Kırgız sözlü kültür unsurlarının en önemli üreticileri ‘akın’ (âşık) olarak adlandırılan şairlerdir. Bu sanatkârlar toplumun içerisinde onların hayatına karışarak yaşayan, onları içeriden ve yakından tanıyan kişilerdir. Akınlık herkesin kendi keyfine göre icra edebileceği bir sanat değildir. Daha çok usta-çırak ilişkisi içerisinde gelişen akınlık, bütün Türk dünyasında farklı isimlerle de olsa icra edilen gelenekli bir sanat faaliyetidir.

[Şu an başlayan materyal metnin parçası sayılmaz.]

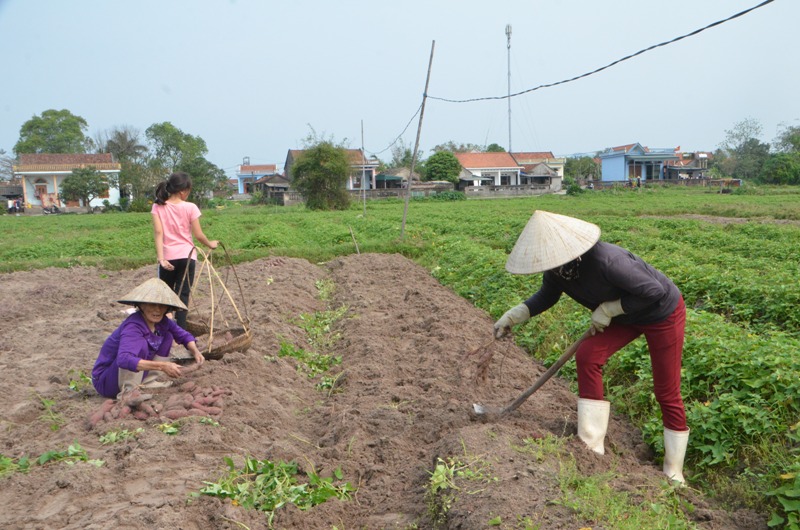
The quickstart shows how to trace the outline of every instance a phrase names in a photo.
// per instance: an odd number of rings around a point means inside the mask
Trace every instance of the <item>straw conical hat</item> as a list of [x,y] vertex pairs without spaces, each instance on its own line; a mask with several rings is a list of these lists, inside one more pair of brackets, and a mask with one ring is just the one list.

Kırgız Akınlık (Âşıklık) Geleneği
Kırgızlarda akınlık (ırçılık) geleneğinin çok büyük önemi vardır. Kırgızlarda âşık şairlere ‘akın’ ya da ‘ırçı’ adı verilir. ‘Akın’ kelimesi Kırgızca sözlüklerde ‘şair, el akını’ yani ‘halk şairi’ (Yudahin, 2011: 13), Kazak-Kırgız halklarına özgü ‘tökmö ırçı’ irticalen şiir söyleyen şiir türünde eser veren şair, yazar (Abdıldayev, 1984: 55) olarak verilmektedir. Ekrem Arıkoğlu ise akın kelimesini “ozan, aşık, şair olarak açıklar (Arıkoğlu vd, 2017: 60). Kısaca belirtmek gerekirse akınlar; Kırgızların yaşantısını, hayat tecrübelerini, tarihini ve kültürünü sözlü geleneğe bağlı olarak irticalen söyledikleri şiirlerle nesilden nesle aktaran yetenekli ve eğitimli kimselerdir (Alimov, 2003: 3). Ortak tarih ve kültüre sahip Türk boylarında faklı isimlerle adlandırılsa da âşıklık geleneği ve akınlık geleneği birbiriyle benzerlik göstermektedir. Âşıklık geleneğindeki gibi akınlık geleneğinde de usta-çırak ilişkisi, akınların şiirlerinde mahlas kullanması, rüya görme, bir ustanın yanında yetişme, irticalen şiir söyleme gibi daha birçok ortak unsurun bulunması bu iki şiir geleneği arasındaki benzerliği pekiştirmektedir (Güngör, 2015: 27-38) (Arvas, 2011: 513-522).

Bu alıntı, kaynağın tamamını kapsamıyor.